The documentary “Bound by Flesh” is all about the conjoined twins Daisy and Violet Hilton who were vaudeville sensations in the 1920s and 1930s.
The two girls were born in 1908 to a woman in England. She was unmarried and was scared by her daughters being joined by the hip and buttocks, that they would be burdensome to her. Her midwife, Mary Hilton, was impressed by the birth and decided she’d raise them as a way to make money. In that time, side acts in the circus were really big. She never actually showed them love and raised them so that she’d receive commercial glory.
Mary Hilton named them Daisy and Violet and immediately got them photographed and had people come to her home, so they could be looked at by strangers who had never seen conjoined twins.
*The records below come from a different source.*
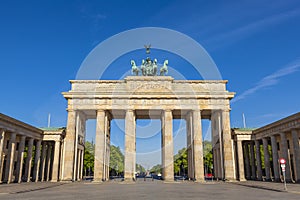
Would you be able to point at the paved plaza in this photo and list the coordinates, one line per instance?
(150, 190)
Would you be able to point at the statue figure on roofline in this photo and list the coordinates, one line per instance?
(149, 67)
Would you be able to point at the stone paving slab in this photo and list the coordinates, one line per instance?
(15, 188)
(272, 186)
(148, 190)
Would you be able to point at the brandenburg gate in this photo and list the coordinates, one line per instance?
(151, 95)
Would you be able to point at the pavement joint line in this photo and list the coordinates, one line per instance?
(25, 190)
(258, 187)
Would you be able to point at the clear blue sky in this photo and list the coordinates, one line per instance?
(255, 45)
She gave them musical lessons, which they had to spend hours learning. They were able to play multiple instruments and also sang.
Once the girls were old enough to travel, Mary would take her birth daughter Edith along with the twins to various countries around the world. The girls were a big hit throughout the world, meeting Harry Houdini and Bob Hope. Little did anyone know that these girls were being exploited as money machines who were never given any real love, were abused severely behind the scenes by their adoptive mother, and had to work non-stop without seeing any of the money.
In time, Edith Hilton “inherited” the twins when her mother Mary died. Edith married a former balloon salesman Meyer Meyers at one of the circuses in the US. The two of them were in complete control of the twins’ every move. They were not allowed out of the house except during performances. The couple somehow could afford a mansion where the girls were beaten if they did not comply with what the Meyers wanted.
The twins wanted freedom and found a lawyer to help them gain that. They were able to find the freedom they wanted as well as $100,000. Because they didn’t know much about the outside world, it caused a lot of hardships for the girls to continue to live in the spotlight. Motion picture movies were becoming popular and they were not able to find as much work. In time, they got involved in the burlesque theater, had relationship troubles, and even one of the twins gave up a child to adoption.
Despite all the problems they had, they stuck together (even after given an option for a safe separation which they refused) and lived their lives in a kind poor community where they had worked in a grocery store until their deaths at 60 years of age.